Wednesday, January 16, 2013

Below Stairs by Margaret Powell (book review)

I so want to read more books this year than last year and I'm making headway on that (helps I was sick the past few days and made it halfway through one book and today I made it a quarter way through another). Anyway, I like to mix up my book likes with fiction, nonfiction, Christian disciplines, etc.

Below Stairs by Margaret Powell was the inspiration behind Downton Abbey. If you haven't seen this show, check it out. It's on its third season on PBS; I can't wait for this season to be over so I can watch it on Netflix. Yes, first world problem.

Below Stairs is a memoir of a really lower-class gal, Margaret, who became a kitchen maid and then eventually a cook. She details her life at different houses she worked for. I know that sometimes people still look down upon those of a lesser economic status but it's nothing compared to those times! The help was seen as almost subhuman; it's crazy. Downton Abbey almost romanticizes the staff and even some parts of their lives, but Below Stairs does not.

She talks about the hard work they had to do, their long hours, their awful pay. Even how Christmas was no fun because they had to be so thankful to work for their employers - even if the employers were awful. I'm glad she does talk about working in some houses where the employers saw their employees as human and wanted them to be happy so provided a nice home and decent pay.

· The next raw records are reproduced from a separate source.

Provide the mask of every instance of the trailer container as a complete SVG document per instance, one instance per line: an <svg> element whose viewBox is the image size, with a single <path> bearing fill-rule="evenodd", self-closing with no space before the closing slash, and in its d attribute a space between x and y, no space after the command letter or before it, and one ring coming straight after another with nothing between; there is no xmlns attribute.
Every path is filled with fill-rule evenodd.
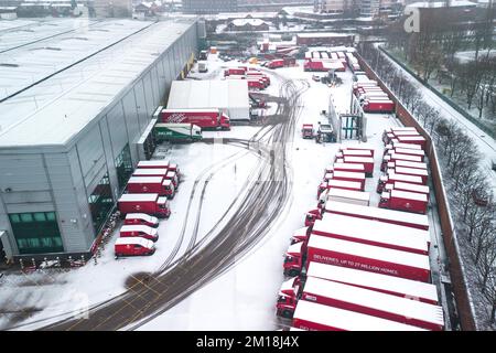
<svg viewBox="0 0 496 353"><path fill-rule="evenodd" d="M159 194L122 194L117 202L122 216L128 213L147 213L159 218L169 217L171 207L166 197Z"/></svg>
<svg viewBox="0 0 496 353"><path fill-rule="evenodd" d="M355 157L355 156L343 156L345 163L360 163L365 167L365 175L371 178L374 174L374 158L371 157Z"/></svg>
<svg viewBox="0 0 496 353"><path fill-rule="evenodd" d="M202 129L230 130L230 119L222 109L162 109L160 122L190 122Z"/></svg>
<svg viewBox="0 0 496 353"><path fill-rule="evenodd" d="M422 178L422 183L427 185L429 173L425 169L417 169L417 168L406 168L406 167L395 167L395 169L388 169L389 171L392 171L397 174L407 174L407 175L418 175Z"/></svg>
<svg viewBox="0 0 496 353"><path fill-rule="evenodd" d="M413 254L429 254L428 231L392 223L325 213L322 220L315 221L311 233Z"/></svg>
<svg viewBox="0 0 496 353"><path fill-rule="evenodd" d="M300 300L352 310L425 330L442 331L444 328L443 310L439 306L320 278L306 280Z"/></svg>
<svg viewBox="0 0 496 353"><path fill-rule="evenodd" d="M142 224L148 225L149 227L157 228L159 226L159 218L145 213L128 213L125 218L125 224Z"/></svg>
<svg viewBox="0 0 496 353"><path fill-rule="evenodd" d="M408 174L397 174L395 172L388 172L387 175L381 175L379 176L379 182L377 184L377 192L381 193L384 190L384 186L387 183L392 183L392 182L405 182L405 183L411 183L411 184L418 184L418 185L423 185L423 181L422 178L418 176L418 175L408 175Z"/></svg>
<svg viewBox="0 0 496 353"><path fill-rule="evenodd" d="M356 181L356 182L360 183L362 191L364 191L364 189L365 189L365 173L343 172L343 171L336 170L333 172L333 179L344 180L344 181Z"/></svg>
<svg viewBox="0 0 496 353"><path fill-rule="evenodd" d="M345 189L345 190L355 190L362 191L362 183L358 181L346 181L346 180L337 180L331 179L327 182L322 182L317 188L317 200L321 196L321 193L328 189Z"/></svg>
<svg viewBox="0 0 496 353"><path fill-rule="evenodd" d="M425 214L429 200L425 194L392 189L382 192L379 207Z"/></svg>
<svg viewBox="0 0 496 353"><path fill-rule="evenodd" d="M400 211L378 208L371 206L351 205L344 202L327 201L322 214L334 213L358 218L379 221L400 226L429 231L429 218L425 215L405 213ZM322 217L322 215L321 215ZM305 224L306 225L306 224ZM429 233L424 233L425 240L430 243Z"/></svg>
<svg viewBox="0 0 496 353"><path fill-rule="evenodd" d="M305 331L425 331L374 315L300 300L292 325Z"/></svg>
<svg viewBox="0 0 496 353"><path fill-rule="evenodd" d="M159 231L143 224L123 225L120 227L119 235L121 238L138 236L152 242L157 242L159 239Z"/></svg>
<svg viewBox="0 0 496 353"><path fill-rule="evenodd" d="M379 291L386 295L418 300L429 304L439 303L436 287L418 280L320 263L309 263L306 277L332 280L339 284ZM289 291L288 295L291 295L291 291Z"/></svg>

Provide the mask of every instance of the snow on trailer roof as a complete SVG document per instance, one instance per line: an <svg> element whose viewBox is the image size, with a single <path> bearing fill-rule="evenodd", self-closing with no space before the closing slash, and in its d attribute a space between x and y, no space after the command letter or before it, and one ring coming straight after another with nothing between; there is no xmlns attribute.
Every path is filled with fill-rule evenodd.
<svg viewBox="0 0 496 353"><path fill-rule="evenodd" d="M298 302L294 319L344 331L427 331L409 324L306 300Z"/></svg>
<svg viewBox="0 0 496 353"><path fill-rule="evenodd" d="M140 168L140 167L155 167L155 165L168 168L169 167L169 161L168 160L139 161L137 168Z"/></svg>
<svg viewBox="0 0 496 353"><path fill-rule="evenodd" d="M343 156L345 163L374 163L371 157Z"/></svg>
<svg viewBox="0 0 496 353"><path fill-rule="evenodd" d="M334 162L333 168L337 168L337 169L354 169L357 171L364 171L365 167L364 164L359 164L359 163L338 163L338 162Z"/></svg>
<svg viewBox="0 0 496 353"><path fill-rule="evenodd" d="M395 173L429 176L427 169L408 168L395 165Z"/></svg>
<svg viewBox="0 0 496 353"><path fill-rule="evenodd" d="M119 202L147 202L157 201L159 194L122 194Z"/></svg>
<svg viewBox="0 0 496 353"><path fill-rule="evenodd" d="M346 253L370 259L379 259L403 266L416 267L430 271L429 256L402 250L389 249L381 246L342 240L312 234L308 247L327 249L330 252Z"/></svg>
<svg viewBox="0 0 496 353"><path fill-rule="evenodd" d="M407 199L407 200L417 200L417 201L423 201L423 202L428 202L427 195L425 194L420 194L417 192L409 192L409 191L402 191L402 190L396 190L392 189L389 194L392 197L401 197L401 199Z"/></svg>
<svg viewBox="0 0 496 353"><path fill-rule="evenodd" d="M306 276L401 293L410 299L421 298L431 302L439 302L436 287L419 280L314 261L309 263Z"/></svg>
<svg viewBox="0 0 496 353"><path fill-rule="evenodd" d="M325 204L325 211L344 212L375 218L377 217L380 220L403 221L423 226L429 226L429 217L424 214L371 207L371 206L354 205L346 202L327 201ZM326 215L324 215L324 217L326 217ZM427 233L427 239L429 239L429 233Z"/></svg>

The back of the book said this was part one of her memoirs but I don't think the others got published. It would have been interesting to read more about her children after she got married. But very good, simple read if you're looking to know more about that time period (1920-ish).

Disclaimer: I read this book on my own. Opinions are my own.

1 comment:

Linda said...

I'd LOVE to read that. And not all employers were bad. The Vanderbilts of Biltmore were wonderful to their staff.